Here is another thing folks like
@CHICAGO and other not REALLY knowing Black history, who view Tariq as some sort of source and question Kamala’s blackness is their clear lack of understanding of what the climate was between African-Americans and foreign Blacks back in the 60s and 70s.
there was a CLEAR understanding between African-Americans and foreign blacks that fighting colonialism and segregation were one and the same. Mind you…it was the African American collective in particular who understood that the principals to both the American desegregation and anti colonialist movements were tied and bound to each other and were viewed as one and the same. At least in activist New York, Chicago, Detroit, Oakland and other major Black cities. You literally had J Edgar Hoover enacting COUNTELPRO on Black owned bookstores throughout Black cities in United States during the 70s on the premise of “locate and identify black extremist and/or African-type bookstores in its territory and open separate discreet investigations on each to determine if it is extremist in nature.”

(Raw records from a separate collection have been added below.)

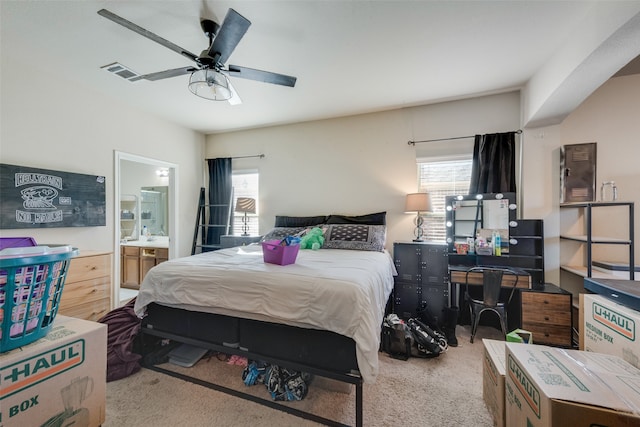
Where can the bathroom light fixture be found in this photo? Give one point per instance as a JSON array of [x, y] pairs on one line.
[[418, 202], [210, 84]]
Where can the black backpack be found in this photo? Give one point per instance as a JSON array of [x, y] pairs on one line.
[[402, 340]]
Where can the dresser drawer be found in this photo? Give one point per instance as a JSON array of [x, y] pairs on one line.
[[91, 290], [537, 302], [548, 333], [93, 310], [553, 317]]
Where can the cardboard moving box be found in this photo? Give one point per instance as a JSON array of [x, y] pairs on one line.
[[548, 386], [58, 380], [493, 372], [608, 327]]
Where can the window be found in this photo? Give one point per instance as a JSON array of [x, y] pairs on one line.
[[245, 184], [441, 178]]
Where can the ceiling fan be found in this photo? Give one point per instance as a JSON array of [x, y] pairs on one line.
[[209, 76]]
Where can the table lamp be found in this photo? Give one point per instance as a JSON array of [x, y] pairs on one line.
[[418, 202]]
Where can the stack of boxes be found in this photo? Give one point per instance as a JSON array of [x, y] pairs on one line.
[[58, 380], [534, 385], [547, 386]]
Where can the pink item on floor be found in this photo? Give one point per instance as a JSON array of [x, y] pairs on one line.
[[237, 360]]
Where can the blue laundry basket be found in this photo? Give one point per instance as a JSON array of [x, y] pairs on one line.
[[31, 283]]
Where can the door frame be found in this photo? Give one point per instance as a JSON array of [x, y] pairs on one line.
[[173, 212]]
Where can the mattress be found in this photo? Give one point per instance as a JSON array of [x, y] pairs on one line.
[[342, 291]]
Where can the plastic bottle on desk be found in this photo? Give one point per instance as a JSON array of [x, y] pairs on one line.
[[497, 243]]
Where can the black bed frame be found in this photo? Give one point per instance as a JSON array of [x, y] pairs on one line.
[[318, 352]]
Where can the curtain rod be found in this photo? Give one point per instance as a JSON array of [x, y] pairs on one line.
[[242, 157], [519, 131]]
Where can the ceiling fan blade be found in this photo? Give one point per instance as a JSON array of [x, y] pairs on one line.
[[231, 32], [165, 74], [146, 33], [235, 98], [261, 76]]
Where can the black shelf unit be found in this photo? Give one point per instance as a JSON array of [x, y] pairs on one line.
[[526, 251], [589, 239]]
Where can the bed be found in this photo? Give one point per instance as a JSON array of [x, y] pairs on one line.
[[322, 314]]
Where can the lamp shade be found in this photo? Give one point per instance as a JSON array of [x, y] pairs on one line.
[[418, 202], [210, 84], [246, 205]]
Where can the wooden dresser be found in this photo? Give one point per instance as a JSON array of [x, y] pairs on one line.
[[547, 313], [87, 289]]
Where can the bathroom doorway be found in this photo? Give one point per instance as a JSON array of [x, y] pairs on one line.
[[133, 174]]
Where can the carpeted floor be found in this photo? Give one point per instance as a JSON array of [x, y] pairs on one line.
[[444, 391]]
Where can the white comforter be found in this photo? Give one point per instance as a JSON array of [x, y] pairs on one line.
[[344, 291]]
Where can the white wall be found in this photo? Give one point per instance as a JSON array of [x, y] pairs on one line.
[[52, 123], [359, 164], [608, 117]]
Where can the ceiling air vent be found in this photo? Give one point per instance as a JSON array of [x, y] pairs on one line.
[[120, 70]]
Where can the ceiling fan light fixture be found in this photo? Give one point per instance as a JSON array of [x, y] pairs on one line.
[[210, 84]]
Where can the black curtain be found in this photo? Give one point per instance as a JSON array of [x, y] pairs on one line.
[[493, 169], [220, 188]]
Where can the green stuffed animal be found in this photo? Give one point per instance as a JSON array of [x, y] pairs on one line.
[[313, 239]]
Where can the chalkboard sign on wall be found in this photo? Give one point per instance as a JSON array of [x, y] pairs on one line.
[[42, 198]]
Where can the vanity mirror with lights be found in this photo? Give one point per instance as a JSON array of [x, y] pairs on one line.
[[470, 218]]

The Late Amos Wilson said it best when he said
That was understood by people like my dad, an African activist immigrant. That was understood by people like Kamala father, a black Jamaican. That was also understood by some Indians like Kamala‘s mother. Understood by Trinidadian (My dad's other homie) Tony Martin. Understood by John Henrik Clark.
Sorry to tell you, you’re
not going to hear that from:
- buffoons like Tariq
- Most Caribbean immigrants
- Most African immigrants
- Most Black Americans
What this site, Twitter, and my interactions with most Black folk makes painfully clear is that many of you
never cared enough about Black people and our history to understand this to the point that someone like Kamala‘s father............seems awkward to you.